A professor at UC Berkeley has publicly apologized after falsely claiming she was Native American her entire life when, in fact, she is white.

Elizabeth Hoover is an associate professor in the environmental science and policy management department at UC Berkeley. Her whole life she has identified as a member of the Mohawk and Mi’kmaq tribes, which she was told as a child growing up in upstate New York.

Elizabeth Hoover

She claimed that her family taught her that she was a descendant of great-grandmothers who were Mohawk and Mi’kmaq and was taken to powwows as a child to connect with her heritage.

Hoover has published books and articles about Native American food sovereignty and other issues. She has used this identity to acquire prestigious jobs, grants and fellowships, and to become a leading voice in the food sovereignty movement for Native cultures.

In a lengthy statement posted to her personal page on Monday, Hoover revealed a shocking truth: she is not of Native American descent.

“I am a white person who has incorrectly identified as Native my whole life, based on incomplete information,” Hoover wrote. “In uncritically living an identity based on family stories without seeking out a documented connection to these communities, I caused harm. I hurt Native people who have been my friends, colleagues, students, and family, both directly through fractured rust and through activating historical harms.”

“Growing up I did not question who I was told I was, or how I identified,” continued Hoover. “But as an adult, as an academic, I should have done my due diligence to confirm that my ancestors were who I was told they were.”

Hoover apologized for taking advantage of opportunities that were meant for students of color and/or Native Americans.

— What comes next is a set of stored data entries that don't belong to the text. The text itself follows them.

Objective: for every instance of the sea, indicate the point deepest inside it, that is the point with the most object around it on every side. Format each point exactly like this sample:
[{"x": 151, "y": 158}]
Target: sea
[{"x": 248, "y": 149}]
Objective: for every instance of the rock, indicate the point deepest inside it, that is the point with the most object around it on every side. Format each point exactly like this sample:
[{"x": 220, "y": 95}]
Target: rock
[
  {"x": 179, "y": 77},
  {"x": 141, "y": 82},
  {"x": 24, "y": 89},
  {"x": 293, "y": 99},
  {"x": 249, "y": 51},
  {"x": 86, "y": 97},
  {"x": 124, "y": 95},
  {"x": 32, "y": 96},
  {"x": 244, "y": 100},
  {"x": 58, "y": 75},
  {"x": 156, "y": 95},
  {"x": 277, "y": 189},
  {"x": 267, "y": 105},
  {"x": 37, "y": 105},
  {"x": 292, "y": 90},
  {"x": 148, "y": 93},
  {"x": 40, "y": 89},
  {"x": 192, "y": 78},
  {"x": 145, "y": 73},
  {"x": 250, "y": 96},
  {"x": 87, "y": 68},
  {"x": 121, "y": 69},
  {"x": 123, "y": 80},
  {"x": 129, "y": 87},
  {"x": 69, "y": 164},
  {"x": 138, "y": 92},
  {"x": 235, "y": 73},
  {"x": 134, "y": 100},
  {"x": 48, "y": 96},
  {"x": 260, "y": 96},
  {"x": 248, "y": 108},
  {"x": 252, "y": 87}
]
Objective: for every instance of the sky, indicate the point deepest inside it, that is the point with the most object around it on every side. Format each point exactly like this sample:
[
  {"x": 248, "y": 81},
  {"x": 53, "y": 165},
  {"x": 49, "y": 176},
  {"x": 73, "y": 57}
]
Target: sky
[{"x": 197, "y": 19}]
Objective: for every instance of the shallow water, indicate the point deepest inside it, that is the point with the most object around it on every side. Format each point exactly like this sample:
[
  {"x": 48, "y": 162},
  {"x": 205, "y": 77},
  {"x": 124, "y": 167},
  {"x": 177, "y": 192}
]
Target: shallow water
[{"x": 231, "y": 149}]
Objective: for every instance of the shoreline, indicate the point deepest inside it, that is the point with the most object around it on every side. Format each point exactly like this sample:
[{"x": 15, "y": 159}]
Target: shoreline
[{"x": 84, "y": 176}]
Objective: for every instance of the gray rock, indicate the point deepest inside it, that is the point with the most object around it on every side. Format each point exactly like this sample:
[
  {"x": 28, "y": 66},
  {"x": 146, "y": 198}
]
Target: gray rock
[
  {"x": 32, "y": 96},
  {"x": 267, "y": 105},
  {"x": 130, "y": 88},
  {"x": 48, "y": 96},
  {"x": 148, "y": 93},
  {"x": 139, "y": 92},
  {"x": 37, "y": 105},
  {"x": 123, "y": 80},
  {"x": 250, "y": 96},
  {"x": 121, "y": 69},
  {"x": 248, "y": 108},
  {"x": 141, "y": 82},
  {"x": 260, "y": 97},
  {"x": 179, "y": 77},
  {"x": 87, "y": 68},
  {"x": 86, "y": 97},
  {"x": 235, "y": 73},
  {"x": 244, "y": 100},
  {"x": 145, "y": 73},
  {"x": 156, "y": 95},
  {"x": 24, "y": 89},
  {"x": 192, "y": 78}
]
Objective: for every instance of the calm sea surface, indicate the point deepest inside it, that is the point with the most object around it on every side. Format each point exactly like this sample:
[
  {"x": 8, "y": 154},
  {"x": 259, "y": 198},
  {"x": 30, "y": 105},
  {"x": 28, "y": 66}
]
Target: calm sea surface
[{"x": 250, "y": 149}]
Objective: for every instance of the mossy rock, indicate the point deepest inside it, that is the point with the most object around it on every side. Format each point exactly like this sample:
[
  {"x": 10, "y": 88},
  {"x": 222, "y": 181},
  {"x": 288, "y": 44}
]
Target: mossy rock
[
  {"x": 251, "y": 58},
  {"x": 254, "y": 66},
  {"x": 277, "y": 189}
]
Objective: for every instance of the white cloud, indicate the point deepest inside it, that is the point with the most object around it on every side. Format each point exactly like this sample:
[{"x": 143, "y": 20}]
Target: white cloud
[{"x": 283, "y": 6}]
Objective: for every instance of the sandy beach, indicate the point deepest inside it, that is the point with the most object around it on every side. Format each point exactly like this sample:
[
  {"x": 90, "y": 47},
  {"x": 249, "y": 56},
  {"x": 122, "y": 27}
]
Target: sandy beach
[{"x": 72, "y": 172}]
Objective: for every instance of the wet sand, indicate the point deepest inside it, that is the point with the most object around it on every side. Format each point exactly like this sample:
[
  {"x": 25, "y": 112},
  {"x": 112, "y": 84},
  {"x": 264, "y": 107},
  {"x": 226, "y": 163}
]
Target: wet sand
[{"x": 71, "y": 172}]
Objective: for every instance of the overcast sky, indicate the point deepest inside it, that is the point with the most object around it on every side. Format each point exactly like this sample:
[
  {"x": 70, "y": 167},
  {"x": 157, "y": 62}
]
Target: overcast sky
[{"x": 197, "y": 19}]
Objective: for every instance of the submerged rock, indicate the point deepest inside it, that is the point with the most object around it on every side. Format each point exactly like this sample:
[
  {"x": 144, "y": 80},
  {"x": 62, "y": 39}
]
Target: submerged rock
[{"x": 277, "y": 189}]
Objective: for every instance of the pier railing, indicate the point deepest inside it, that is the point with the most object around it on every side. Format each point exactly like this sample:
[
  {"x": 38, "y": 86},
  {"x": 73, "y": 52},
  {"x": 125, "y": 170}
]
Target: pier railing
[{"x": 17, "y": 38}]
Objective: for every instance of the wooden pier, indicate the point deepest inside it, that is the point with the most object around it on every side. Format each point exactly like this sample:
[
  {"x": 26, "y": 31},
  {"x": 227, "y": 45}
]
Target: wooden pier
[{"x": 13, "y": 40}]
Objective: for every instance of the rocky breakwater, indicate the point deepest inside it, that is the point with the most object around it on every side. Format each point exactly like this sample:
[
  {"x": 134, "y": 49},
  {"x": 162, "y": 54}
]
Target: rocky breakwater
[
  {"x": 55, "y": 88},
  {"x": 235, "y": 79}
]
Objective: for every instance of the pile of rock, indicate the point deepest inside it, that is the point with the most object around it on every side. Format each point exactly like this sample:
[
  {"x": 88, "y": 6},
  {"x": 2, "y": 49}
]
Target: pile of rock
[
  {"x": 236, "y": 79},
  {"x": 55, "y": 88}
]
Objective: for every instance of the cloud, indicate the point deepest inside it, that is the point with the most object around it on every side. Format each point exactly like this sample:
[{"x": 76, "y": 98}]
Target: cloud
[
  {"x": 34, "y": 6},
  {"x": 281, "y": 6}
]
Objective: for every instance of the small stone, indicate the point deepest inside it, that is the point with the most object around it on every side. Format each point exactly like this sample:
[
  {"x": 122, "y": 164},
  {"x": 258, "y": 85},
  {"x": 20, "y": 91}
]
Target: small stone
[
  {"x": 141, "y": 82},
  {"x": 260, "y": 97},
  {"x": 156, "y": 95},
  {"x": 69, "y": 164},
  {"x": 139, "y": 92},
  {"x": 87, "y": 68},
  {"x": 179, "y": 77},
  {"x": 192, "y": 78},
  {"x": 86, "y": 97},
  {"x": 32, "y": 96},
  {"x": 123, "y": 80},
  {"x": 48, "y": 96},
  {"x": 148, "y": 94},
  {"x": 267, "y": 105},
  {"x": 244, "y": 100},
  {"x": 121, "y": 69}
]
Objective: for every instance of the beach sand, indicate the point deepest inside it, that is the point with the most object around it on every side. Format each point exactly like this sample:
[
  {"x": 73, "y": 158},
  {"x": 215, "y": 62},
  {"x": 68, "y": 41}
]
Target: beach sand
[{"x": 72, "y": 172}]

She also acknowledged the “harm” she caused by “entering ceremonial and social spaces reserved for Native people.”

Some people in the Native American community, however, want Hoover to face additional consequences for her actions and are calling for her resignation from UC Berkeley.

Mohawk scholar Audra Simpson, who works as a professor at Columbia University, said that Hoover “lacks the requisite ethical and academic integrity to be a professor or a social scientist.”

“This is a matter of misconduct with wide-reaching effects,” Simpson told the Press-Telegram. “Whether intentional or not, she has committed a form of fraud [and] she has benefitted from doing so.”